These Fairtrade Mini Flapjack Bites are a touch too chewy for my tastes, but they’re moreish all the same. That’ll be the Belgian butter doing its job, I guess. But what caught my eye was the claim to be 29 per cent Fairtrade. It maybe facetious to suggest the remaining 71 per cent has been unfairly traded, but maybe not. And it does make you wonder if it is possible to be only partly ethical.
There’s no shortage of allegations that supermarkets trade unfairly with suppliers in the developed world (who make 71 per cent of Co-op’s Fairtrade Flapjacks). The FT’s upset Tesco with some forensic accounting that implies Tesco and Asda fund their growth via a credit ploy. The alleged ploy is a very old one: pay suppliers as late as possible – long after the goods have left the supermarkets’ shelves – and use this credit instead of bank finance to grow. Tesco have hit back with Royal Bank of Scotland research that shows they pay within 33 days on average. I’d be delighted if my clients were that good (although averages like that can hide many sins). The FT’s research will worry Tesco against whom allegations of supplier mistreatment and calls for break up are rife.

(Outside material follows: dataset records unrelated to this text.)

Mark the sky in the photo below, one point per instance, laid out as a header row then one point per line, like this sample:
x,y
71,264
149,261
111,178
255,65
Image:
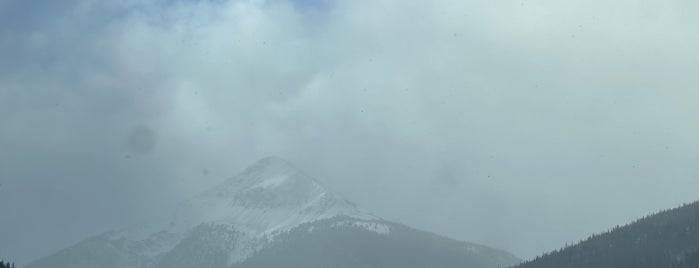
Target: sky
x,y
522,125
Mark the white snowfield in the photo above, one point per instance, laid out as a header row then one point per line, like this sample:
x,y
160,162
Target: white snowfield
x,y
265,200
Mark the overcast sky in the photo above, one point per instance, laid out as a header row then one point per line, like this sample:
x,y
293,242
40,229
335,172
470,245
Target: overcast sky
x,y
522,125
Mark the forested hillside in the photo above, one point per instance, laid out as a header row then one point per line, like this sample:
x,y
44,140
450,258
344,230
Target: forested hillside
x,y
669,238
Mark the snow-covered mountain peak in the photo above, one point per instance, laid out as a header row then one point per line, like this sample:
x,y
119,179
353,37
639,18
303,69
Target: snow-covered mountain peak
x,y
269,196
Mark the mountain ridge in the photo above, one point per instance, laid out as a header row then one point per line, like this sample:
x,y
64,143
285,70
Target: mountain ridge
x,y
271,205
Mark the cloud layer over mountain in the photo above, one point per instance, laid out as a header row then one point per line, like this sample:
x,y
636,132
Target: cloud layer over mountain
x,y
497,122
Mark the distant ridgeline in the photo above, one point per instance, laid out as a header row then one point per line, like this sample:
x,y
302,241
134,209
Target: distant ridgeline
x,y
3,264
669,238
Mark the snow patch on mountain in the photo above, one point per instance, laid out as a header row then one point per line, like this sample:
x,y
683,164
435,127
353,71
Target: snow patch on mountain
x,y
266,199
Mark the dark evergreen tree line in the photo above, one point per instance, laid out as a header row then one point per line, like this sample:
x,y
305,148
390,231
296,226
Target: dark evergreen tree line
x,y
669,238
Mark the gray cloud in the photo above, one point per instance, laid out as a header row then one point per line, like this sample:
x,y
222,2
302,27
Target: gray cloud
x,y
521,125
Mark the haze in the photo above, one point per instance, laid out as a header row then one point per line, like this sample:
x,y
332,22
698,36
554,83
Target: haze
x,y
521,125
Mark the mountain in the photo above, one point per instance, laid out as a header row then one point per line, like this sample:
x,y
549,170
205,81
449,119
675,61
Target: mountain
x,y
666,239
272,215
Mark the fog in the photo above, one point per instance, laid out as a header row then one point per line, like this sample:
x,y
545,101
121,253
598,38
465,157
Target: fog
x,y
521,125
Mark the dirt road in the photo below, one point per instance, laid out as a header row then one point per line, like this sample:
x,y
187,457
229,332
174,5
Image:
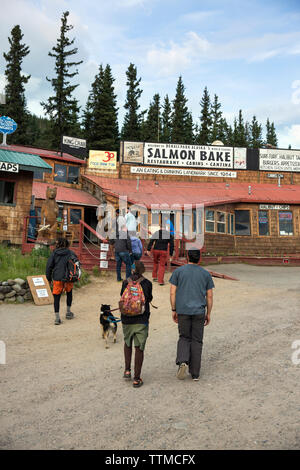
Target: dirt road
x,y
61,389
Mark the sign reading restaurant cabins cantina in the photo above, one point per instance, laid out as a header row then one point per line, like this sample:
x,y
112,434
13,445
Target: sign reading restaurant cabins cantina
x,y
279,160
196,156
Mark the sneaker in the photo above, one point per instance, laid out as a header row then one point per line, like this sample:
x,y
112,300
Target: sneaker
x,y
69,315
181,373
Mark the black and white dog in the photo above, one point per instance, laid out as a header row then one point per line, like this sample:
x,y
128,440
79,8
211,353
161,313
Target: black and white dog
x,y
108,323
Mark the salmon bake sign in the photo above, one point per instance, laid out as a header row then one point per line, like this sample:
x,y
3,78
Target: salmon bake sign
x,y
191,156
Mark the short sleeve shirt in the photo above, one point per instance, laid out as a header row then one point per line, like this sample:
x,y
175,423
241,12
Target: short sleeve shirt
x,y
192,282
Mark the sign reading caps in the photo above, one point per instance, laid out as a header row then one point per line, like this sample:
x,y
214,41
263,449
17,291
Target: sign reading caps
x,y
74,146
12,167
188,155
279,160
102,160
7,125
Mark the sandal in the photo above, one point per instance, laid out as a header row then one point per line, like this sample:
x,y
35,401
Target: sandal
x,y
137,383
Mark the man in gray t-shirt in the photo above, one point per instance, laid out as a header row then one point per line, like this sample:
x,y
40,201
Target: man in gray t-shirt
x,y
191,299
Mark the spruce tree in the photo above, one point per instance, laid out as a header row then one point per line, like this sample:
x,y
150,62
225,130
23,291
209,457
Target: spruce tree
x,y
15,106
179,115
166,121
216,116
131,129
204,137
152,128
62,107
101,113
256,140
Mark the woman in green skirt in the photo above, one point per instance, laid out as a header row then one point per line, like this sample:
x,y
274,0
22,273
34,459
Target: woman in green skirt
x,y
135,329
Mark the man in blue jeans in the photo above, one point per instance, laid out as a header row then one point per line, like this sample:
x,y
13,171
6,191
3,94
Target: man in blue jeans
x,y
123,251
191,299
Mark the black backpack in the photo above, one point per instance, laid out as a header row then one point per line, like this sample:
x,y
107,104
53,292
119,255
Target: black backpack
x,y
73,269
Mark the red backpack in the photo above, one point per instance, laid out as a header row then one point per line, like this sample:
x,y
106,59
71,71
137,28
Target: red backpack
x,y
132,302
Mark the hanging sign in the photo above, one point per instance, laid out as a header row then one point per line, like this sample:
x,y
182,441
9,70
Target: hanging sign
x,y
190,156
7,125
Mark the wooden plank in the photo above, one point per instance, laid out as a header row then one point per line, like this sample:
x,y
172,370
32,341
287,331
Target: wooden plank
x,y
40,289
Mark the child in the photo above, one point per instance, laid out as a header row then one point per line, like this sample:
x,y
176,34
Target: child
x,y
55,270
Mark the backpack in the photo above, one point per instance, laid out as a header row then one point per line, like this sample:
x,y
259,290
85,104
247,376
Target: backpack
x,y
136,246
132,302
72,270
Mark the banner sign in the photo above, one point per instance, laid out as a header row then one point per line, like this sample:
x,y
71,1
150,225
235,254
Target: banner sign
x,y
7,125
188,155
182,172
74,146
276,207
102,160
279,160
133,152
240,158
13,167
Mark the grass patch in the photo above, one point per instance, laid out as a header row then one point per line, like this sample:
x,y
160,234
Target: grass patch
x,y
13,264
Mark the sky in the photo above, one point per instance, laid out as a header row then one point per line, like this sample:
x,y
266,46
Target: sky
x,y
245,52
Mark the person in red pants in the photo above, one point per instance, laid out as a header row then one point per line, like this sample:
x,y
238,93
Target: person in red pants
x,y
161,240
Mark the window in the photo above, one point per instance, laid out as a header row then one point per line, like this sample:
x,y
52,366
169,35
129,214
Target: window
x,y
285,223
263,223
38,174
73,174
221,222
75,216
7,189
242,223
60,173
209,221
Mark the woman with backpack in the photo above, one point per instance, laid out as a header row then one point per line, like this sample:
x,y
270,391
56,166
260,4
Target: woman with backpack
x,y
56,268
135,327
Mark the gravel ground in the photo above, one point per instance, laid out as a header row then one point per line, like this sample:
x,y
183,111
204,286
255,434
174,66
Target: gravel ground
x,y
61,389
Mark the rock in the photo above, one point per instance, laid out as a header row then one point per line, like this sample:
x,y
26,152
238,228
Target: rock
x,y
10,294
16,287
20,281
28,296
5,289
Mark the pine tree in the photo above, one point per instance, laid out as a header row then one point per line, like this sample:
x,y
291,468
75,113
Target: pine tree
x,y
153,128
256,134
101,113
216,116
166,121
15,106
132,121
271,137
179,115
240,132
204,137
63,108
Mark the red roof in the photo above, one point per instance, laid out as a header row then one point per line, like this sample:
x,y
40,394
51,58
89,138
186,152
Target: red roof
x,y
45,153
150,192
69,195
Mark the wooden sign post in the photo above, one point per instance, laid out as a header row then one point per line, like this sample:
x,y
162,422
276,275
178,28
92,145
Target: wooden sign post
x,y
40,290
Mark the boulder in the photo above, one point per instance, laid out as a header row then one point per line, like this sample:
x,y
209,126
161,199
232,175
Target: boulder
x,y
20,281
5,289
17,287
10,294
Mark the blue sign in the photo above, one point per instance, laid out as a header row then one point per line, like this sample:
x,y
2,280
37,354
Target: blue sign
x,y
7,125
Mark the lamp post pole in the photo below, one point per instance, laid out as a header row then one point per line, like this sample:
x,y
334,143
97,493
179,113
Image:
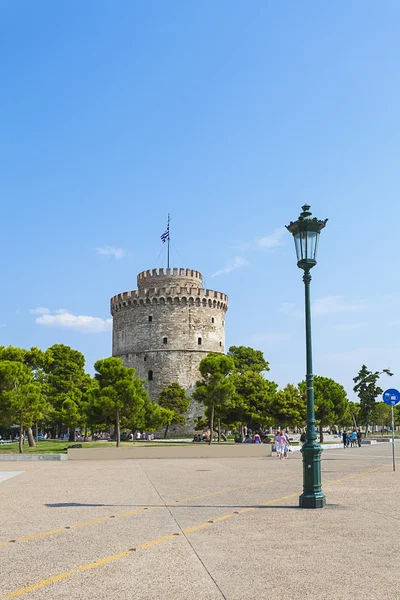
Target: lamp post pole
x,y
306,232
312,496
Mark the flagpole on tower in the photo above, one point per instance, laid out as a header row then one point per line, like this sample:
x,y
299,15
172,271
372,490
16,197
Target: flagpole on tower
x,y
168,239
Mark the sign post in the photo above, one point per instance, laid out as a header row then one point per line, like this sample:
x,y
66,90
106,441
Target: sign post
x,y
392,397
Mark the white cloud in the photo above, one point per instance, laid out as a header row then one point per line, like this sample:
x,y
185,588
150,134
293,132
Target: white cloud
x,y
270,338
272,240
350,326
110,251
40,310
334,304
237,263
81,323
268,242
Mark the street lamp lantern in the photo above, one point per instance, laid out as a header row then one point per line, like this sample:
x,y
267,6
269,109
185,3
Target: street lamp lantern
x,y
306,232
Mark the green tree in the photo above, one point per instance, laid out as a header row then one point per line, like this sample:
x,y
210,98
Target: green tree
x,y
382,414
118,393
251,402
174,398
248,359
216,386
367,389
330,399
35,360
66,380
20,396
288,407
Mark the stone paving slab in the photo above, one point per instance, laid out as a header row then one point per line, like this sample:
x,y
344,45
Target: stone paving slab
x,y
235,531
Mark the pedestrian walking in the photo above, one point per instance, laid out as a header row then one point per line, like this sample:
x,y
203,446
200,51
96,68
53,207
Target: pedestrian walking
x,y
287,445
256,438
280,445
353,438
359,437
344,437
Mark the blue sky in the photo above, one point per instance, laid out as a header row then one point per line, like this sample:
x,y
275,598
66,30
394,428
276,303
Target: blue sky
x,y
229,115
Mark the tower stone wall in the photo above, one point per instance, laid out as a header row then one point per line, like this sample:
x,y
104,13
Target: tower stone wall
x,y
165,327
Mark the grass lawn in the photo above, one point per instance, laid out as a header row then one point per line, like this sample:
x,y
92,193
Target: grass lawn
x,y
59,446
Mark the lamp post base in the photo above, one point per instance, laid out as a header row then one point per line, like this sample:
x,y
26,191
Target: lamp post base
x,y
312,500
312,496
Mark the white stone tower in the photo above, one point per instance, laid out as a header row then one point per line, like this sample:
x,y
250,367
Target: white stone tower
x,y
165,327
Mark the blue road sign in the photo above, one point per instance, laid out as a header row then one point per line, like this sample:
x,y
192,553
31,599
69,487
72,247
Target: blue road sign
x,y
391,397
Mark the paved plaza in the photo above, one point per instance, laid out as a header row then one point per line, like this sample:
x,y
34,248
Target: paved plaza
x,y
198,528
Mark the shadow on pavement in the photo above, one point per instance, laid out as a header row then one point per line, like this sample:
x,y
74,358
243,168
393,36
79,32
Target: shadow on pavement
x,y
133,506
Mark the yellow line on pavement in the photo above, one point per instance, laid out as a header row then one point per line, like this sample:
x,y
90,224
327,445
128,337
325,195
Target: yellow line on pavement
x,y
146,545
35,536
38,585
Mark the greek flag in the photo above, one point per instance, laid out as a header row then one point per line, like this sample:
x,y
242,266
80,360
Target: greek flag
x,y
165,235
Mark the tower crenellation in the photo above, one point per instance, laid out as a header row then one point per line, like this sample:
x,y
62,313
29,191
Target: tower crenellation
x,y
165,327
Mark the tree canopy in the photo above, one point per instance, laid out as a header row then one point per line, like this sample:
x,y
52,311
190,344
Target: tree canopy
x,y
367,388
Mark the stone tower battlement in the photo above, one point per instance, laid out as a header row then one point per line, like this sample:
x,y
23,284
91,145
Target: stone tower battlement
x,y
169,278
169,295
165,327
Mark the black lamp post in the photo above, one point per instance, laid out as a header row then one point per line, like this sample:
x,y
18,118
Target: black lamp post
x,y
306,232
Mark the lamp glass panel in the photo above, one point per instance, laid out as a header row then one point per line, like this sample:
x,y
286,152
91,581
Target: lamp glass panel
x,y
311,244
316,246
297,243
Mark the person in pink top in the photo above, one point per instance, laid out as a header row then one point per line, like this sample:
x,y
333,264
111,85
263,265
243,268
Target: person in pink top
x,y
280,444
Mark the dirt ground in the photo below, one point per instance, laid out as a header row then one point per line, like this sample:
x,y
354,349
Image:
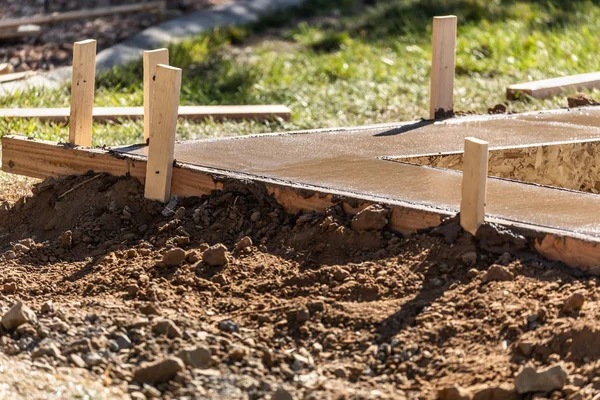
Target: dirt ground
x,y
53,46
227,296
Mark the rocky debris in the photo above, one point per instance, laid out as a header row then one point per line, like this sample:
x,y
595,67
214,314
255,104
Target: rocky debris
x,y
216,256
497,273
159,371
18,315
166,327
454,392
573,303
373,217
545,380
196,357
580,100
243,244
174,257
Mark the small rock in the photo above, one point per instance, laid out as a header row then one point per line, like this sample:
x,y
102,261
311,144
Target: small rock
x,y
48,307
282,394
216,255
545,380
174,257
497,273
66,240
159,371
243,244
373,217
123,341
454,392
17,315
469,258
166,327
573,303
197,357
229,326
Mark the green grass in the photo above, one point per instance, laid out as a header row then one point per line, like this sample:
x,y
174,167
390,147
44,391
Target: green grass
x,y
346,62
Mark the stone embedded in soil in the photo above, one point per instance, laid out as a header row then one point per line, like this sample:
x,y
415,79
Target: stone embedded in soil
x,y
159,371
531,380
371,218
197,357
166,327
454,393
216,256
18,315
174,257
573,303
497,273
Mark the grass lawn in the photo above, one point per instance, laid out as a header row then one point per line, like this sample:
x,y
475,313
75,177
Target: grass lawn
x,y
348,62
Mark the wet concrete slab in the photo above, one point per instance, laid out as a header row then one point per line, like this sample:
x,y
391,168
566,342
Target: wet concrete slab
x,y
356,160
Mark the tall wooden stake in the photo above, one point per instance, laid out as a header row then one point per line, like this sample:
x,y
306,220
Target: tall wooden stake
x,y
474,184
443,63
151,59
163,125
82,93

And yet I’ve nothing but admiration for Tesco who have gotten where they are by doing a better job than everyone else. The real issue is that in capitalist societies, capital consolidates, monopolies are created and markets corrupted. Eliminating competition will always save costs in the short term, which makes it an inevitability. Adam Smith, too often misappropriated by capitalism’s nuttiest apologists, warned such monopolies always end in ‘negligence, profusion and malversation’. A tipping point will come where Tesco is simply too big. It won’t be their fault, but it will happen and at that point government will have to step in and break them up.